Marceline non sapeva cosa fare e quando il telefono squillò una seconda volta si sentì stringere un nodo alla gola, il suo istinto le diceva di non toccarlo in fin dei conti aveva appena ricevuto un forte shock ma nonostante tutto, coraggiosamente, prese il suo telefono e rispose:-P-Pronto?- all'altro capo una voce assai familiare -Marceline? Sono Erika, tutto bene?- era tranquilla, come se non fosse successo nulla, ma la cosa a Marceline non quadrava affatto.-Erika? Tutto bene? Ti è successo qualcosa?- chiese alla sua amica -Sto bene Marcy, perché questa domanda?- quello che Erika chiese a Marceline la lasciò perplessa: possibile che non le sia successo niente, che stia fingendo di non aver mai urlato dall'altro capo in preda al terrore, che non sia veramente successo nulla?

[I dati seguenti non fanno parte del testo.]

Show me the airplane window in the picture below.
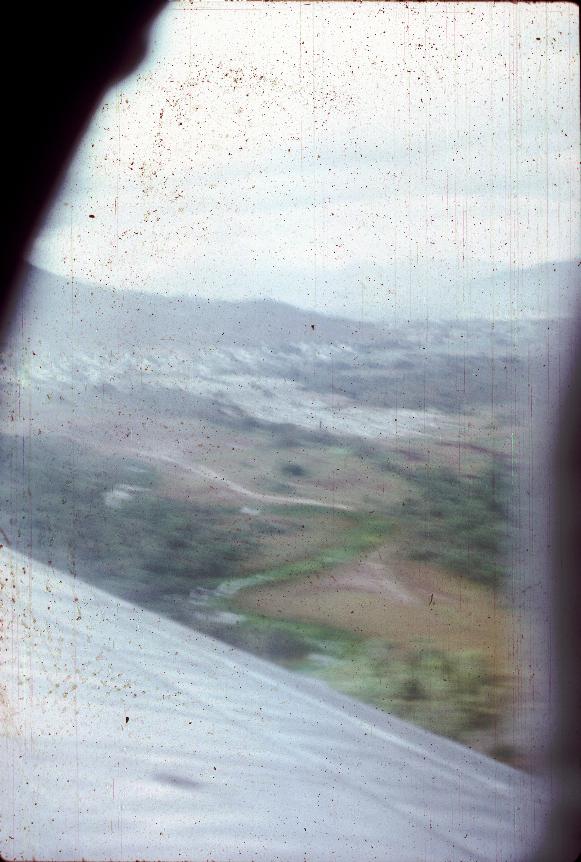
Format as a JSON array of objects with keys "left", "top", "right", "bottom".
[{"left": 0, "top": 0, "right": 580, "bottom": 862}]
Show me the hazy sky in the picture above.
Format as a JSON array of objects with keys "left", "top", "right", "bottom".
[{"left": 31, "top": 2, "right": 579, "bottom": 316}]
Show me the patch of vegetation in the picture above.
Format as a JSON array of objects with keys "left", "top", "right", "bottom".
[
  {"left": 319, "top": 640, "right": 503, "bottom": 740},
  {"left": 380, "top": 463, "right": 510, "bottom": 586},
  {"left": 0, "top": 436, "right": 254, "bottom": 604},
  {"left": 223, "top": 506, "right": 390, "bottom": 594}
]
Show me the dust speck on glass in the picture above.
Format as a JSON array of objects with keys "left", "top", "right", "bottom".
[{"left": 0, "top": 0, "right": 579, "bottom": 862}]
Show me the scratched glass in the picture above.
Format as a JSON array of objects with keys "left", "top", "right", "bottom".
[{"left": 0, "top": 0, "right": 579, "bottom": 862}]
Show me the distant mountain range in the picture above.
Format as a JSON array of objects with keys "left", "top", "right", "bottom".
[{"left": 6, "top": 261, "right": 581, "bottom": 362}]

-Erika: ho ricevuto una tua chiamata circa due minuti fa...- spiegò Mraceline -Ti risulta nulla del genere?- le domandò. -No, nulla.- rispose Erika con-la-kappa. -Ne sei sicura? controlla se nel registro ci siano delle chiamate effettuate senza volerlo, magari non lo hai fatto apposta e ti è partita la chiamata...- Marceline cercava a tutti i costi una spiegazione a ciò che era successo, una spiegazione al fenomeno che per lei non poteva avere del paranormale; -Marcy, mi risulta nulla- rispose Erika alla domanda della ragazza. -Un secondo; controllo anche io.- Marceline staccò il telefono dall'orecchio aprendo la cronologia delle chiamate, ma tra di esse non vi era alcuna chiamata effettuata da Erika con-la-kappa, niente di niente. Stava per rimettersi al telefono e raccontare l'avvenimento all'amica ma qualcosa attirò la sua attenzione: attraverso lo specchio si rifletteva l'armadio semiaperto ma la cosa che portò alla pietrificazione della povera Marceline fu la presenza di una mano sull'anta sinistra, una mano nera...questa stava tentando di aprire l'armadio di legno pesante e i piccoli scricchiolii che si udivano mano a mano che l'anta si apriva facevano sobbalzare leggermente Marceline. Si muoveva con lentezza creando dentro la ragazza non solo uno stato di pieno terrore ma anche ansia e voglia di scoprire cosa vi fosse dietro quella nube di mistero che, pian piano, si stava rivelando a lei. La voce di Erika proveniente dal telefono, però, non riuscirono a distogliere lo sguardo di Marceline dall'armadio che nel silenzio più remoto, dopo aver smorzato la voce della sua amica dall'altro capo, si avvicinò incuriosita facendo per toccare quell'orrida mano malandata che però, con forza inaudita le afferrò il polso tirandola verso l'interno e facendole sbattere la testa contro l'anta stessa dell'armadio chiudendolo di botto schiacciando la mano che l'aveva afferrata che di conseguenza la lasciò.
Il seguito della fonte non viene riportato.